Ventisei miracolosi interventi gli hanno ridato ogni funzionalità e un aspetto vagamente umano, ma non abbastanza da essere guardato dal suo prossimo senza un sobbalzo, senza morboso stupore. La sua meravigliosa, amorevolissima famiglia lo tiene al riparo da questo mondo pieno di potenziali aggressioni ma arrivato alla soglia delle scuole medie, Auggie, istruito fino a quel momento in casa, deve lasciare il nido e affrontare una scuola normale. Anche se fosse un normalissimo ragazzino i rischi sarebbero tanti, i bulli fioriscono dovunque, il conformismo dilaga, le ferite che il piccolino, che è pure molto intelligente e dotato, potrebbe subire sono infinite. Con tante difficoltà, con sofferenza ma anche con enorme forza di carattere, Auggie, la mamma, il papà e la sorella maggiore cercheranno di sostenerlo sempre, senza dimenticare che anche loro sono esseri umani e anche la loro vita deve andare avanti. Commovente e spiritoso, il film fa riflettere grandi e anche piccini (volendo si può portare senza tema di noia anche un bambino dell’età del protagonista), spostando il focus della narrazione fra i vari protagonisti, mostrando i diversi punti di vista. Wonder è un civilissimo film, tratto dal libro di R. J. Palacio (pseudonimo per Raquel Jaramillo), diretto da Stephen Chbosky, di cui ricordiamo il bel Noi siamo infinito, scritto dal regista insieme a Steve Conrad (The Weather Man, I sogni segreti di Walter Mitty e la surreale serie tv Patriot), e Jack Thorne (This is England, National Treasure), gente abituata a trattare il sentimento con humor. Dentro il casco spaziale usato come rifugio e sotto la pesante truccatura di Auggie, che non è né Elephant Man né il ragazzino di Dietro la maschera, c’è l’assai promettente Jacob Tremblay, visto in Room e poi ne Il libro di Henry. Gli adorabili genitori sono il tenerissimo Owen Wilson, lieve e spiritoso ma sempre affidabile, e Julia Roberts, che esprime con grande naturalezza i patemi più che condivisibili di una madre che si è annullata nel suo compito, ancora così bella che può permettersi di aprire un pacchetto-regalo citando la famosa gag di Pretty Woman. Il Preside che tutti vorremmo è Mandy Patinkin, il Saul di Homeland. Bravi tutti i ragazzini, che recitano con quella naturalezza professionale che contraddistingue i giovanissimi attori anglosassoni.
 
In Wonder Il tema diversità-bullismo è trattato con intelligenza, non si eccede in violenze o efferatezze psicologiche, la pressione non dilaga nel terribile mondo social, e la narrazione non indulge in pietismi eccessivi, perché mostra come non sia solo un aspetto indiscutibilmente diverso a rendere difficile l’integrazione, ma come infanzia e adolescenza siano periodi durissimi anche per chi diverso non è affatto.

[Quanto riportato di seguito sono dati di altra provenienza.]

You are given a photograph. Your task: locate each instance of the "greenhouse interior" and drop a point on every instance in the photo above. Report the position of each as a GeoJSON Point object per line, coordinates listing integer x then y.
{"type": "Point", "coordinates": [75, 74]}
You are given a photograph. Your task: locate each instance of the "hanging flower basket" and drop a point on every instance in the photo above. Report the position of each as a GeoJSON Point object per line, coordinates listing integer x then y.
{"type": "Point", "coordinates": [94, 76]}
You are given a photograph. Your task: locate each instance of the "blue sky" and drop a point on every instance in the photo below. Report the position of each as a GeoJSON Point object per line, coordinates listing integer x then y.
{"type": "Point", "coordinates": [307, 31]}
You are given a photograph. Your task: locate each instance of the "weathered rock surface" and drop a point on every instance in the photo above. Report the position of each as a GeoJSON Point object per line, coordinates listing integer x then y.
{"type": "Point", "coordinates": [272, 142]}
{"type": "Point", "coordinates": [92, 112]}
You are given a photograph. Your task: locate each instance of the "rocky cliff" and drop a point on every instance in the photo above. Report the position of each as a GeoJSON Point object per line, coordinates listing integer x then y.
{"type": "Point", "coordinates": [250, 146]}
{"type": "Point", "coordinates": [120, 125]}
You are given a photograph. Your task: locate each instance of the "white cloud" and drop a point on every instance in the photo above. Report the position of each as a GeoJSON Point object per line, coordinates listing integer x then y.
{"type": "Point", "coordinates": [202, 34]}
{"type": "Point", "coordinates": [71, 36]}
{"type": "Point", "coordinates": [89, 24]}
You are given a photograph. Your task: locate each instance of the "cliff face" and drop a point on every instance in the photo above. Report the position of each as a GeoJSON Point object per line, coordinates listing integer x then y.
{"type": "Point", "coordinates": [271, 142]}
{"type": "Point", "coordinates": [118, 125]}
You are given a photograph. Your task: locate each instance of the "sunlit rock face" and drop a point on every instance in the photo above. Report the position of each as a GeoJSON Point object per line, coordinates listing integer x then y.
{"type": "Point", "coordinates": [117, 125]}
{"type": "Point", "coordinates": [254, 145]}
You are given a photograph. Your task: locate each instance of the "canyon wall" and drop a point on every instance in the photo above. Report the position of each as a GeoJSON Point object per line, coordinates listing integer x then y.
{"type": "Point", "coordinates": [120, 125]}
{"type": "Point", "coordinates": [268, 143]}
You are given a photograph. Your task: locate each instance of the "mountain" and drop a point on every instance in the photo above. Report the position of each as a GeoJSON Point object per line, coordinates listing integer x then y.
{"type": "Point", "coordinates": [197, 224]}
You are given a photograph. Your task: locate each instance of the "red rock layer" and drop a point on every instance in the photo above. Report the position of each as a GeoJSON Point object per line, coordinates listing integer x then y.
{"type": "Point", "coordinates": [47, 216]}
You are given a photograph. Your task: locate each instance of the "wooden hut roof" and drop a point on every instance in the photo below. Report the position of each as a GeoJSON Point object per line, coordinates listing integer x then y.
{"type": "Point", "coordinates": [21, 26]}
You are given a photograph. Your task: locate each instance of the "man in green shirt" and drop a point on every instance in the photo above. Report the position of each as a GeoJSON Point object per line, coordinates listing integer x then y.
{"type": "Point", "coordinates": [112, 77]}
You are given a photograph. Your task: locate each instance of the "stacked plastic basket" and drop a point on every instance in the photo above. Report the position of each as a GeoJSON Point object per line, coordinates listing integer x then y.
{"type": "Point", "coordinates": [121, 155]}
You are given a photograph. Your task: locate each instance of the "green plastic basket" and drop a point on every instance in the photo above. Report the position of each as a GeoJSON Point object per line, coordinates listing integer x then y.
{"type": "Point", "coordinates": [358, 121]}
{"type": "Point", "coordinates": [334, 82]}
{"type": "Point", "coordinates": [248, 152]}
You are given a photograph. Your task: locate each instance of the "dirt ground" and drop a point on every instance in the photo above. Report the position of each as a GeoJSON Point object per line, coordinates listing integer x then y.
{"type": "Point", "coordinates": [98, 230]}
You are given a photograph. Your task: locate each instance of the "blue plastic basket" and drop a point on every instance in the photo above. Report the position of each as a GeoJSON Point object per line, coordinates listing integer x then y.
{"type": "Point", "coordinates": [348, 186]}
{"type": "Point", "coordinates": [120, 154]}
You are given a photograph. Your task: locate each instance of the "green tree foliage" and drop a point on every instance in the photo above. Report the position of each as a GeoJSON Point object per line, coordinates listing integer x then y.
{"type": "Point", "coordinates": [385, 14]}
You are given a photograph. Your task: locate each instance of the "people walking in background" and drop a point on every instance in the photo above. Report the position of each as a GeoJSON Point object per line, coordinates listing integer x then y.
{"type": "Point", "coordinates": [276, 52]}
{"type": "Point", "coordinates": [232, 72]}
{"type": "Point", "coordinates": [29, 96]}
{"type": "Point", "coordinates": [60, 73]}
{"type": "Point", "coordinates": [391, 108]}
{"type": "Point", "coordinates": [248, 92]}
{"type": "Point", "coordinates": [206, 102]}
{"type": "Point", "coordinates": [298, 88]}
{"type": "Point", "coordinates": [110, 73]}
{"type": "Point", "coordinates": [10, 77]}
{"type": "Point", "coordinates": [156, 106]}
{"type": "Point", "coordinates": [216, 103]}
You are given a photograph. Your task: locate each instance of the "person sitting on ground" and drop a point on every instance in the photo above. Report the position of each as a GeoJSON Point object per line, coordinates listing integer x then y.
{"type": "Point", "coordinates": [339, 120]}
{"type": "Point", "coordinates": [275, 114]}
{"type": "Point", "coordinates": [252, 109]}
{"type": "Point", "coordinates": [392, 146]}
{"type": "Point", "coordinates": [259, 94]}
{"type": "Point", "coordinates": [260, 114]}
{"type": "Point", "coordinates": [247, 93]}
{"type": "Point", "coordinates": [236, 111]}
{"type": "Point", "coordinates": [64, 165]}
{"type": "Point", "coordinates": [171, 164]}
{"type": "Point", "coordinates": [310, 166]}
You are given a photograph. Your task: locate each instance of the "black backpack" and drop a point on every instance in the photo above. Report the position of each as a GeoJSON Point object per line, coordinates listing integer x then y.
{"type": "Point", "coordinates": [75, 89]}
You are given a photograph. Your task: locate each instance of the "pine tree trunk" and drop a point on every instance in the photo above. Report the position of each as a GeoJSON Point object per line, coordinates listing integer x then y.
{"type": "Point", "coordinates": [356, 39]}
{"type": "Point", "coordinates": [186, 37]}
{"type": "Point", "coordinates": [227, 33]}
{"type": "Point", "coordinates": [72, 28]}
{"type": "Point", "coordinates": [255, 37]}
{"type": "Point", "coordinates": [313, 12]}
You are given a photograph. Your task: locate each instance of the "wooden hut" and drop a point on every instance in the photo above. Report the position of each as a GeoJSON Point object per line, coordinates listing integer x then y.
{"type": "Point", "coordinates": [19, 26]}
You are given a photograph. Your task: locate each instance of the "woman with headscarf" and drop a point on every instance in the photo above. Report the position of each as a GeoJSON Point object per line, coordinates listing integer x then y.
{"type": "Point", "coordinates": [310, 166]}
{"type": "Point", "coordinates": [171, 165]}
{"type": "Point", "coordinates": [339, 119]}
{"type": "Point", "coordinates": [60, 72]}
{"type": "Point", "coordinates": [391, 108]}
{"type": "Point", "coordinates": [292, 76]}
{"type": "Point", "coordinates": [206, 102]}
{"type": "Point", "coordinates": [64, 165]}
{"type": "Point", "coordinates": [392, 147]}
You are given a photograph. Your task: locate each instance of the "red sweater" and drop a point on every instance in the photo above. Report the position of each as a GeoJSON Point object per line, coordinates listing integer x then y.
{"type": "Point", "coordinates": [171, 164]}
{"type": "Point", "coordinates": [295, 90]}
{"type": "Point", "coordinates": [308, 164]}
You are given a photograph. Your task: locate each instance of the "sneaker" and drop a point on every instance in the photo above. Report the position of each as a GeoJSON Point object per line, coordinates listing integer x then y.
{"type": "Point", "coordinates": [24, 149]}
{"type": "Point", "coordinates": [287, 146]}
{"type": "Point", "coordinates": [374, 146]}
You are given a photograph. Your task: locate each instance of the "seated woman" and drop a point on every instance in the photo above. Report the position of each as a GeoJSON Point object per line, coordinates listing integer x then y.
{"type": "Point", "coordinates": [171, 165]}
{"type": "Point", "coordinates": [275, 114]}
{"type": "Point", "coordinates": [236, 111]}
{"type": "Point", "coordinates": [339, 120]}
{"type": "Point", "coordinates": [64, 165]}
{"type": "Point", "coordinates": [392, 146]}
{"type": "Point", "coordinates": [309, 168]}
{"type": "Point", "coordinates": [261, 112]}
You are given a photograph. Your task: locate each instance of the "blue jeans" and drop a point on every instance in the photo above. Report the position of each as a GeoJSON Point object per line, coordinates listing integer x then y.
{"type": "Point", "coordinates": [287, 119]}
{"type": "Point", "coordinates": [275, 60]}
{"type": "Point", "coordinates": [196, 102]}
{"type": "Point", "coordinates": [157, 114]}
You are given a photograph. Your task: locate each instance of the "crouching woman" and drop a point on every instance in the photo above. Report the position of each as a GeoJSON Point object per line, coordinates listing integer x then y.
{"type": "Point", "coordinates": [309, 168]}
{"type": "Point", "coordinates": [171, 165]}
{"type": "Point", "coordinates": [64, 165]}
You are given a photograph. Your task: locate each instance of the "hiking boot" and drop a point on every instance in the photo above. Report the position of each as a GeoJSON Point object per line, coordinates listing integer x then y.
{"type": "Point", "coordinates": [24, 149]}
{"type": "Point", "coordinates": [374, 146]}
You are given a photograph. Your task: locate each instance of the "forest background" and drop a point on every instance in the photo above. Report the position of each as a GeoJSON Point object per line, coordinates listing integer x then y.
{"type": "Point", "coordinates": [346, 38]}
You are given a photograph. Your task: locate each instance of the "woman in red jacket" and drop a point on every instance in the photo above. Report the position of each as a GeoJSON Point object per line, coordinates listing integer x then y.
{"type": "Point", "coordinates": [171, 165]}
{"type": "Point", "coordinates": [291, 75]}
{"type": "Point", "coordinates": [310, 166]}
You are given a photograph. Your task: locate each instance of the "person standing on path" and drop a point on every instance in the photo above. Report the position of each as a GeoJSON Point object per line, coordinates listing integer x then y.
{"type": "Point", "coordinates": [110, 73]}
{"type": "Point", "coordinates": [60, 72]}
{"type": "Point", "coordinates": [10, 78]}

La “normalità” che rende sicuri di accettazione non esiste, la speranza che l’omologazione (e non solo nell’aspetto esteriore) metta al riparo da aggressioni è illusoria. E allora, senza nessuna garanzia di successo e felicità, “protezione” è preparare all’incontro con il mondo esterno e a tutto il suo carico di stress. Armarsi e partire. Inesorabilmente lontano dal cuore amorevole della famiglia, diventare grandi restando “umani” e diventare di conseguenza adulti decenti non sarà una strada facile per nessuno. Incontri con persone “speciali” possono aiutare molto.